Negli ormai lontani anni Sessanta e nei primi anni Settanta, lei nel saggio “Per una revisione critica del concetto di classe politica” (1964) e nel volume “Ruoli di dominio e classe politica” (1972) affrontò il tema della rappresentanza politica distinguendo quattro momenti nel processo decisionale. Quel suo saggio del ’64 fu citato da Costantino Mortati nei suoi “Elementi di diritto pubblico”, che hanno formato una schiera di giuspubblicisti e costituzionalisti. Perché lei distingue quattro momenti?

Il tema della rappresentanza è centrale nella ricerca sulla democrazia deliberativa italiana (e prima ancora straniera). Studiosi come G. Allegretti, L. Bobbio, A. Floridia, R. Lewanski, L. Raffini ed altri ancora, seppure con posizioni diverse, partono da questa centralità e pongono l’interrogativo se sia possibile introdurre nella rappresentanza elementi di democrazia diretta. Naturalmente non tutti, nel proporre metodiche deliberative dirette, riescono ugualmente convincenti. Così, ad esempio, coloro che propongono la metodica del sorteggio. Anche se del sorteggio parla pure il sociologo tedesco P.C. Dienel (come capo del gruppo di ricerca sulla partecipazione dei cittadini alla cosa pubblica, si avvalse del contributo dei residenti nelle varie  collettività, sorteggiandoli nell’età compresa tra i 16 e i 68 anni). Il sorteggio garantisce certamente l’imparzialità, ma non determina alcunché in ordine alla partecipazione diretta di un grande numero di cittadini ad una deliberazione. Semmai, affida questa alla sorte di pochi. Più convincenti risultano coloro che vedono la deliberazione come la risultante di un dibattito pubblico (il débat pubblic della scienza politica francese) che coinvolge il maggior numero possibile di cittadini.

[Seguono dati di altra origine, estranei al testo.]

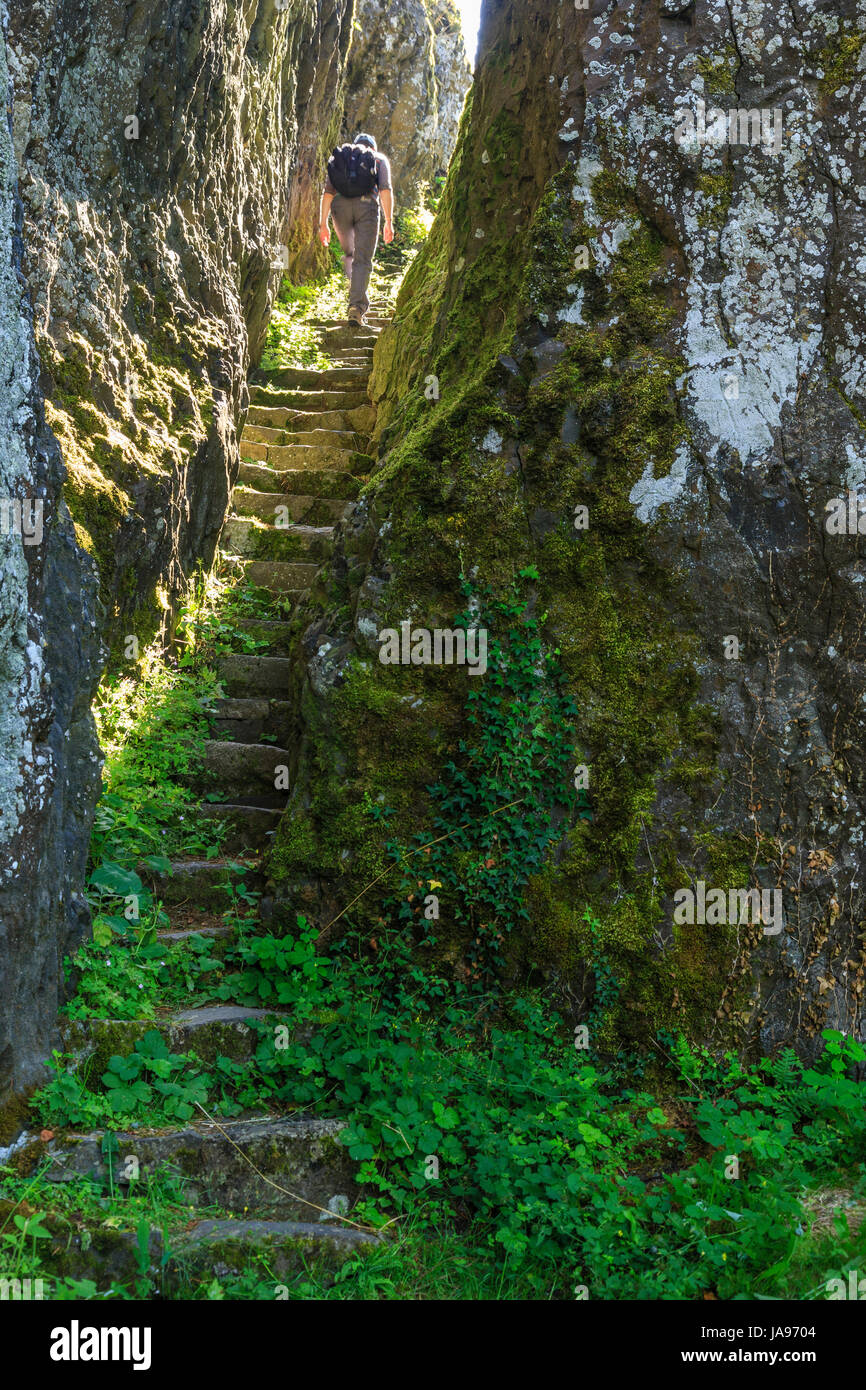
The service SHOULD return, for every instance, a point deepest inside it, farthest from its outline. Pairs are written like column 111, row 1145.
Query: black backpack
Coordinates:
column 353, row 171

Con la mia proposta di articolare il processo decisionale in quattro momenti, il primo di questi, detto “inventivo”, mira a coinvolgere i cittadini nella loro generalità. Il che vuol dire che tutti i cittadini devono – possibilmente – essere presenti in un dibattito volto a trovare la soluzione del problema oggetto della decisione. Soluzione che verrà elaborata, secondo tecniche legislative o amministrative, ed eseguita dalla classe politica. A questa appartengono i momenti secondo e terzo, denominati appunto “elaborativo” ed “esecutivo”. Per poi sfociare nel momento “di controllo”, nel quale i cittadini tornano ad essere direttamente attori.

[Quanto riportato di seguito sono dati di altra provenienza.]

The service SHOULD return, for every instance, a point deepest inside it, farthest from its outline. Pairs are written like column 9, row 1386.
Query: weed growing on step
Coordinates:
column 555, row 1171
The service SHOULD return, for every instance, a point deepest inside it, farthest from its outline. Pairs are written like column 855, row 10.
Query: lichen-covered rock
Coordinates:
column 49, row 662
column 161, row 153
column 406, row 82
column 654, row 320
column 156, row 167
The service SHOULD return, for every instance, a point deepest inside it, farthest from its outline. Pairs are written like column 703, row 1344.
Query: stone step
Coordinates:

Sia chiaro, non uso l’espressione “democrazia deliberativa”, ma il senso ultimo del discorso approda nella partecipazione di una larga fascia di cittadini alle deliberazioni di interesse collettivo.

 

C’è una certa differenza tra il mondo statunitense e il nostro circa il modo di interpretare funzioni e opportunità per la democrazia deliberativa, vero?

L’espressione “democrazia deliberativa” appartiene alla letteratura politologica nordamericana. Ora, in questa, la partecipazione dei cittadini ai processi decisionali sembra esaurirsi nel momento “inventivo” o di ricerca della migliore soluzione del problema affrontato. Tale momento è caratterizzato, come s’è già detto, da una discussione pubblica (“dibattito pubblico”), anche conflittuale, che però non sembra poi estendersi al “momento di controllo”. Il controllo, in realtà, è un fatto tecnico, volto a verificare se la soluzione scelta per un dato problema sia stata attuata o meno, escludendo ogni argomentazione “deliberativa”, cioè a dire, ogni elemento di discussione.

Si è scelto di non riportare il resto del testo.